I try to pay attention to suggestions about using the talents of fiction writers as well as my own imagination to give me a new experience when I crave it. My so-called flight instinct has always been at odds with an equally persistent desire to have loved ones nearby.

Emily Dickinson’s “If ever the lid gets off my head” offers an escape from appearances that is as radical in its counsel as it is austere in execution.

If ever the lid gets off my head
And lets the brain away
The fellow will go where he belonged –
Without a hint from me,

And the world – if the world be looking on –
Will see how far from home
It is possible for sense to live
The soul there – all the time.

When I read, “And lets the brain away”, I get such a feeling of satisfaction. In part, I think, because of the poem’s implication that there is total escape to be had.

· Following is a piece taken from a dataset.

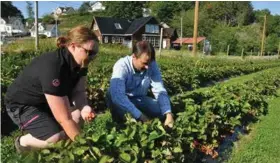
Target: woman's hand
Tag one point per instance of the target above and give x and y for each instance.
(87, 113)
(169, 121)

But, without “The fellow (who) will go where he belonged – ” suffering a “hint from me”.

Surely, what some people call flight-of-fancy is all about the dueling urge to go – and to stay. For with nothing to hold me back, “…if the world be looking on – /Will see how far from home / it is possible for sense to live”.  Whether it’s a relationship, a geographical condition, or any push-pull personal conflict. Of course, Dickinson’s use of the word “sense” instead of “me” implies a personal duality.  In the context of the poem, “sense” implies thought as opposed to action.  I don’t know about others, but I find here a description of a lifetime project. To tame the fire in the belly when it compels me to “explore,” may mean a hard-won distinction between thought and action.

Couple all this with my built-in off switch between what I “feel” worthwhile doing – and practical ambitions. For me, it makes a do-your-own-thing life that takes a lot of work if I am to avoid being at odds with others.

The beautiful challenge is to relax with the rhythm in the final words of the poem in the knowledge that, “The soul there – all the time”.  My soul, my essence, remains intact.

And, in fact, doing these blog posts does a lot to quench my thirst for precarious escapades. Rightly or wrongly, I allow the poem to reassure me that sometimes my brain belongs where it goes when it sets off on an adventure.